Damien Martinez

Profile
- Position: Running back

Personal information
- Born: January 31, 2004 (age 22) Lewisville, Texas, U.S.
- Listed height: 6 ft 0 in (1.83 m)
- Listed weight: 217 lb (98 kg)

Career information
- High school: Lewisville
- College: Oregon State (2022–2023) Miami (2024)
- NFL draft: 2025: 7th round, 223rd overall pick

Career history
- Seattle Seahawks (2025)*; Green Bay Packers (2025)*;
- * Offseason or practice squad member only

Awards and highlights
- Pac-12 Offensive Freshman of the Year (2022); 2× First team All-Pac-12 (2022, 2023);
- Stats at Pro Football Reference

= Damien Martinez =

American football player (born 2004)

Damien Martinez (born January 31, 2004) is an American professional football running back. He played college football for the Oregon State Beavers and the Miami Hurricanes. Martinez was selected by the Seattle Seahawks in the seventh round of the 2025 NFL draft.

==Early life==
Martinez attended Lewisville High School in Lewisville, Texas, where he rushed for 4,341 yards and 66 touchdowns on 532 carries for the football team. He was an all-state running back and earned District Offensive Player of the Year and District MVP honors. Martinez committed to play college football at Oregon State over Georgia Tech and Kansas.

==College career==
As a freshman in 2022, Martinez had a slow start to the first seven games of the year rushing for 340 yards and two touchdowns on 57 carries. However, in the eighth game he rushed for 178 yards and three touchdowns on 22 carries in a win over Colorado, earning Pac-12 Conference freshman of the week honors.
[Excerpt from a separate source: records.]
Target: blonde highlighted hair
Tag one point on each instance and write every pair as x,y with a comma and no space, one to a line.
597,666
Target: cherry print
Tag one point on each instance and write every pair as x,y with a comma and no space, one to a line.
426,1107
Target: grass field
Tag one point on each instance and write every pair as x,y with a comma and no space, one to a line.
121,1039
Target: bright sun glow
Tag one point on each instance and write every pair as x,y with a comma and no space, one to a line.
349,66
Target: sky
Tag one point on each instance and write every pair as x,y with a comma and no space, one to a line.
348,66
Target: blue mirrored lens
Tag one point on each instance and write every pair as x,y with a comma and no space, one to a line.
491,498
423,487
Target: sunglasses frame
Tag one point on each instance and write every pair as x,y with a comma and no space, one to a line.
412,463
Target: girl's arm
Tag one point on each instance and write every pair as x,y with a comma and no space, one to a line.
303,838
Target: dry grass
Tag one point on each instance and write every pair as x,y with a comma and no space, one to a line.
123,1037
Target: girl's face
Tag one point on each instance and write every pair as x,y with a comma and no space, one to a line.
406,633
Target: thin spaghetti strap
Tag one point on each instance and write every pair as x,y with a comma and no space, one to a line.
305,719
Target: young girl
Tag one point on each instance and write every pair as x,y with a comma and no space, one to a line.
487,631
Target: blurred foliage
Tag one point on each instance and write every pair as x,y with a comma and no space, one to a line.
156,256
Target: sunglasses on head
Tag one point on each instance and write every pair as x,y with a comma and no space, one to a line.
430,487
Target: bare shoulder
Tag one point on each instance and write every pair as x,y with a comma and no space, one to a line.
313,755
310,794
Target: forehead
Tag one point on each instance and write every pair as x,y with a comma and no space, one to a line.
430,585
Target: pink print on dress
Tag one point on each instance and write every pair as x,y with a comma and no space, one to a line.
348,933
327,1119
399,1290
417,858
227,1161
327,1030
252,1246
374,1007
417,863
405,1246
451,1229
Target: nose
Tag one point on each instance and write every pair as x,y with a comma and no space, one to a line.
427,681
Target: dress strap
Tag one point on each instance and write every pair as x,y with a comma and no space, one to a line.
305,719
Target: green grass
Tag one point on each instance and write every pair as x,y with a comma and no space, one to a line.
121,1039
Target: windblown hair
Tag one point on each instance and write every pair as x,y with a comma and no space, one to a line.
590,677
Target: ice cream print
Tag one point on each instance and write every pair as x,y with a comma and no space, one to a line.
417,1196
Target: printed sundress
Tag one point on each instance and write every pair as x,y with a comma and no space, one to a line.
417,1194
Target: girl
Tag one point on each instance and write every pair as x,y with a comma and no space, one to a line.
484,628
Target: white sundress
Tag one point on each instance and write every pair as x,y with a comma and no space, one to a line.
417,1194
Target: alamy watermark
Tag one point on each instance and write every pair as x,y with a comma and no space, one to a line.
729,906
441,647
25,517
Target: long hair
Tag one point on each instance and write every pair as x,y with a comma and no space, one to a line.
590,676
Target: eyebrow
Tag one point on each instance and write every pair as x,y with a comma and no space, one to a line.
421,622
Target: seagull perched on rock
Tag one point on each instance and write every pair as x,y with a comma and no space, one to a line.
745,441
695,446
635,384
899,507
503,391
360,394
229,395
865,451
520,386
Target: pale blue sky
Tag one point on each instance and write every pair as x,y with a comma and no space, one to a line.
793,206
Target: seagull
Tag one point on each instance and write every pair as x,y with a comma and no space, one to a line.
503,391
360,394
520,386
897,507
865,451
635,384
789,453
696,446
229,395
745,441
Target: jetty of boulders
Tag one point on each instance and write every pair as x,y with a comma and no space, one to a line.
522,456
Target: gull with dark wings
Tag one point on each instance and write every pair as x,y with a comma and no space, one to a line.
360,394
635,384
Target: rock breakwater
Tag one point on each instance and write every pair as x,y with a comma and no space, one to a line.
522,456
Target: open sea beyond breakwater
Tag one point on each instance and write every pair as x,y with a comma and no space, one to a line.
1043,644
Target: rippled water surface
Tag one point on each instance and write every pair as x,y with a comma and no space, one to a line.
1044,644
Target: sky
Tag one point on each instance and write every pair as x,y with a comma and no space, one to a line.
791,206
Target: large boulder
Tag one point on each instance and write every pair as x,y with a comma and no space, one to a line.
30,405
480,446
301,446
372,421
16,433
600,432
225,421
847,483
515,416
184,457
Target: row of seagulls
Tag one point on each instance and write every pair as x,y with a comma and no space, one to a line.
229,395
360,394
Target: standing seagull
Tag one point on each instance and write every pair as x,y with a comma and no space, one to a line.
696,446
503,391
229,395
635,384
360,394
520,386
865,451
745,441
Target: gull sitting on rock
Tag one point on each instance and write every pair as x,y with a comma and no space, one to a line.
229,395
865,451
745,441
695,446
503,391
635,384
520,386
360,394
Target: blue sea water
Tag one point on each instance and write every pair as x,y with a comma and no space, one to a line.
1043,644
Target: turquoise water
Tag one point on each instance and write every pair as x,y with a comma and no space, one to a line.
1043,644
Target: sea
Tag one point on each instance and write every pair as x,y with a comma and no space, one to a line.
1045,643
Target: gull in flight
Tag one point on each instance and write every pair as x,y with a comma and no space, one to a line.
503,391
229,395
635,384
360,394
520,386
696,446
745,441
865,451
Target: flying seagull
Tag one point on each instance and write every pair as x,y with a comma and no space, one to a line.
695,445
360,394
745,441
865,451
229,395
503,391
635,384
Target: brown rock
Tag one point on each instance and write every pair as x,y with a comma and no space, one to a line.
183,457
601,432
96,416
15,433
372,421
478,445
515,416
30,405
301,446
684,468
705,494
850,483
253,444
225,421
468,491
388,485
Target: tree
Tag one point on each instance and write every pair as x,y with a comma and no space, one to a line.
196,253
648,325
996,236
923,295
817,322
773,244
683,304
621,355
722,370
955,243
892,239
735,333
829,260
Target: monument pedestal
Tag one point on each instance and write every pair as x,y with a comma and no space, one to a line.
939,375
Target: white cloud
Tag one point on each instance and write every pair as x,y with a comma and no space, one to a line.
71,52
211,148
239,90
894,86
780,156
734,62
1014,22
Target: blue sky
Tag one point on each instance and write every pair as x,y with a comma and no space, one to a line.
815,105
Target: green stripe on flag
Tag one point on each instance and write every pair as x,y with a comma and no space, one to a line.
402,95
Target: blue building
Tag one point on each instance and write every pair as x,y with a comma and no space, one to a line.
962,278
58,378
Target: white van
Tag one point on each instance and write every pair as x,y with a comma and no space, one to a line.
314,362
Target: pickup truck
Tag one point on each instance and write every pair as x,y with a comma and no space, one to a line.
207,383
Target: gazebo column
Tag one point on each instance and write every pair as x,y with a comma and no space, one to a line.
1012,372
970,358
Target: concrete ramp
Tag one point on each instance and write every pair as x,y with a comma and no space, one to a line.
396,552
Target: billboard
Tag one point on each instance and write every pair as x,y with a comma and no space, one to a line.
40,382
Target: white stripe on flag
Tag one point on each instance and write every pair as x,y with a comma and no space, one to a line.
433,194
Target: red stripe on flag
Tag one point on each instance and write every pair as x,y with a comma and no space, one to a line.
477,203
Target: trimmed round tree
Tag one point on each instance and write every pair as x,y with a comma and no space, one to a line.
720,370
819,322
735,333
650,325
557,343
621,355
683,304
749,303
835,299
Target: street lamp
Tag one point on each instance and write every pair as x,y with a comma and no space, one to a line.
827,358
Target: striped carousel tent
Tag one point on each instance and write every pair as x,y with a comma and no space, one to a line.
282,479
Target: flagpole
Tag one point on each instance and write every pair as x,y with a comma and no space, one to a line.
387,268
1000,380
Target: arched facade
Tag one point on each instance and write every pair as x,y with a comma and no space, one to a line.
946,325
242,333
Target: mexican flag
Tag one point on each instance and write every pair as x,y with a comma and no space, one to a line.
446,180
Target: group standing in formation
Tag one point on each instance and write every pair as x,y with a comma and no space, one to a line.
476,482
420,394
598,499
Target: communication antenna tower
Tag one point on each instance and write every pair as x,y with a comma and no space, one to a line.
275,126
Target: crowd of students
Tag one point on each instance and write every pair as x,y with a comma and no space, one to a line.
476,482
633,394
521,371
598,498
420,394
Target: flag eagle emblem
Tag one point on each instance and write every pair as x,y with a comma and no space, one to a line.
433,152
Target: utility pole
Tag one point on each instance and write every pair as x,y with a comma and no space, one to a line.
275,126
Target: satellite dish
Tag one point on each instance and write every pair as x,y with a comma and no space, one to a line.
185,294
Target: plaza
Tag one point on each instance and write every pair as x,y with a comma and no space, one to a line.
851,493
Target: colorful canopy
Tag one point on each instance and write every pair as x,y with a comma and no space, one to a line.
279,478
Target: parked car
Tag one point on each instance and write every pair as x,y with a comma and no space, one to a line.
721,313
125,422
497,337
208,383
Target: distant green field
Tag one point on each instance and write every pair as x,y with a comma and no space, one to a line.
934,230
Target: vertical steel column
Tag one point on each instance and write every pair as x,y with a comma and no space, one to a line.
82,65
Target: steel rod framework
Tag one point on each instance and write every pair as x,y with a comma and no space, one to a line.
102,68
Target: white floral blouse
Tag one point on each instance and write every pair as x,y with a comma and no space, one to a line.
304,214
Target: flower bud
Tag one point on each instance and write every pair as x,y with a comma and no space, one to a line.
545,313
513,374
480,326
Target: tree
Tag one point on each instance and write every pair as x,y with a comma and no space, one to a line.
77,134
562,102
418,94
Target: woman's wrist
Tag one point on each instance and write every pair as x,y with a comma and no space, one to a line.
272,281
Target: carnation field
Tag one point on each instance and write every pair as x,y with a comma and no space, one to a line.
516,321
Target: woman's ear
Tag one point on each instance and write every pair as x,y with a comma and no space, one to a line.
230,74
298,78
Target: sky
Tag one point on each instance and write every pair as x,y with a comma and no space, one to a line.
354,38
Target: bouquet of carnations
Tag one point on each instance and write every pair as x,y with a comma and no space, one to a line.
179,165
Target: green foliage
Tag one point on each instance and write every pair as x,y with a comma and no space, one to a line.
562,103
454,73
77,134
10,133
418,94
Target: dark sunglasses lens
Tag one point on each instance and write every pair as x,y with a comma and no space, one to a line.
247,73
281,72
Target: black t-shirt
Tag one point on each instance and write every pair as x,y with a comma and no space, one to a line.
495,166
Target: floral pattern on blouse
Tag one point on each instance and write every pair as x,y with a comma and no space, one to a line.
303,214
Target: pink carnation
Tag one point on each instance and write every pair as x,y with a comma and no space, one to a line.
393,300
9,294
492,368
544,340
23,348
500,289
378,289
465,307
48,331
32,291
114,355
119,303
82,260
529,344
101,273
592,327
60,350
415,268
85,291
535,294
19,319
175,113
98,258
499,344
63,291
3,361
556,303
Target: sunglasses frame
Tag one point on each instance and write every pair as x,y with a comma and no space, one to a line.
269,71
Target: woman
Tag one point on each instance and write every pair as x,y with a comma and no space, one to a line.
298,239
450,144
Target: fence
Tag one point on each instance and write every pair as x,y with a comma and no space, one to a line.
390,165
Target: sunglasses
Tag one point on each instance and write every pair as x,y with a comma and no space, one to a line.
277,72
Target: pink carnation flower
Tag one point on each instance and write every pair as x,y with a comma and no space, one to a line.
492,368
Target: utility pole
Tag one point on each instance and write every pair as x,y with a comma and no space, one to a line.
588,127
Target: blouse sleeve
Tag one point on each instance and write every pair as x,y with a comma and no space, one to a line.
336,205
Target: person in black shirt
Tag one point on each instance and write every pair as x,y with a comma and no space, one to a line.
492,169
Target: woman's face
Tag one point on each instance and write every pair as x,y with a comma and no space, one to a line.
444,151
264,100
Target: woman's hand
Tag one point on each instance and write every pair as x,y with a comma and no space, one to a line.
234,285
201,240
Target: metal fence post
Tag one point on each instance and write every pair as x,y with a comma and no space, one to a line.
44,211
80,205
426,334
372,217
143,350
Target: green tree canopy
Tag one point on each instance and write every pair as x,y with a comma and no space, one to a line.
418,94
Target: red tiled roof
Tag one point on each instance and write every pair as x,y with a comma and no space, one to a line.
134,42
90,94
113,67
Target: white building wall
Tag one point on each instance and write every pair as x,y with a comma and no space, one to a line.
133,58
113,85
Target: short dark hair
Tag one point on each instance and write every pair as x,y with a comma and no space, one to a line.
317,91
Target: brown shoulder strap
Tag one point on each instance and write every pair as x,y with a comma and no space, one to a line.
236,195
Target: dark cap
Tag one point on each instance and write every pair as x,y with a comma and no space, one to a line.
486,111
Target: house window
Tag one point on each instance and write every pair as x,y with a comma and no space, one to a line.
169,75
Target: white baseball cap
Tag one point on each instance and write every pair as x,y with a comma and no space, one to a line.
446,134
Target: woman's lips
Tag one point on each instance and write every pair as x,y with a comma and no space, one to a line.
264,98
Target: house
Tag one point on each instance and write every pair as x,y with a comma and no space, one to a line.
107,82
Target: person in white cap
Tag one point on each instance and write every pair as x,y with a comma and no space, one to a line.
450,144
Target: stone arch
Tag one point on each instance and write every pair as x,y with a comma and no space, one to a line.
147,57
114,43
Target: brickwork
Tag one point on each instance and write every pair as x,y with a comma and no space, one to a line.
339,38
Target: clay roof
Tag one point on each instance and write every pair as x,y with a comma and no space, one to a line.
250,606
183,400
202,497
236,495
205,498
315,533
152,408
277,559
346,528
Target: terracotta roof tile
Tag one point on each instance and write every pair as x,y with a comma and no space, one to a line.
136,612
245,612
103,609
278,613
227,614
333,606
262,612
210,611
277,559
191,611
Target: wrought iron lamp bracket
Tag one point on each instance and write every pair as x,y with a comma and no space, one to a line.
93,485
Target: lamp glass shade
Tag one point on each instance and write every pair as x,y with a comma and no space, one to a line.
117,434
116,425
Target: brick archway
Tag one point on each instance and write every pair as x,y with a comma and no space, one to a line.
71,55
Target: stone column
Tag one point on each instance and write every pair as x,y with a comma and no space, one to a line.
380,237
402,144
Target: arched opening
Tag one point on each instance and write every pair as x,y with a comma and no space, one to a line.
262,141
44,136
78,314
Martinez was named the Pac-12 freshman of the week two more times, one against Arizona State on November 21, after rushing for 138 yards and two touchdowns, and again against Oregon after getting 15 carries for 103 yards in a 38–34 rivalry win. He finished the year with 982 rushing yards and seven touchdowns on 162 carries, and caught four passes for 61 yards. Martinez was named the Pac-12 Freshman of the year and first-team All-Pac 12, as well as a Freshman All-American by College Football News.

===Statistics===

| Year | Team | Games |  | Rushing |  |  |  | Receiving |  |  |  |
| GP | GS | Att | Yards | Avg | TD | Rec | Yards | Avg | TD |
| 2022 | Oregon State | 13 | 5 | 161 | 982 | 6.1 | 7 | 4 | 61 | 15.3 | 0 |
| 2023 | Oregon State | 12 | 12 | 194 | 1,185 | 6.1 | 9 | 11 | 126 | 11.5 | 0 |
| 2024 | Miami | 13 | 12 | 145 | 1,002 | 5.7 | 9 | 16 | 198 | 12.4 | 0 |
| Career |  | 37 | 29 | 500 | 3,169 | 6.0 | 25 | 31 | 385 | 12.4 | 0 |

==Professional career==

Pre-draft measurables
| Height | Weight | Arm length | Hand span | Wingspan | 40-yard dash | 10-yard split | 20-yard split | 20-yard shuttle | Three-cone drill | Vertical jump | Broad jump |
| 5 ft 11+5⁄8 in (1.82 m) | 217 lb (98 kg) | 30+1⁄2 in (0.77 m) | 9+1⁄2 in (0.24 m) | 6 ft 3+1⁄4 in (1.91 m) | 4.51 s | 1.56 s | 2.63 s | 4.49 s | 7.16 s | 35.0 in (0.89 m) | 10 ft 4 in (3.15 m) |
All values from NFL Combine/Pro Day

===Seattle Seahawks===
Martinez was selected by the Seattle Seahawks with the 223rd pick in the seventh round of the 2025 NFL draft. He was waived on August 26, 2025 as part of final roster cuts and re-signed to the practice squad the next day. He was released on September 19.

===Green Bay Packers===
On December 30, 2025, Martinez was signed to the Green Bay Packers' practice squad. He signed a reserve/future contract with Green Bay on January 12, 2026.

On August 30, 2026, Martinez was released by the Packers as part of final roster cuts.

==Personal life==
On November 29, 2023, Martinez was arrested on suspicion of driving under the influence. No charges were filed against Martinez.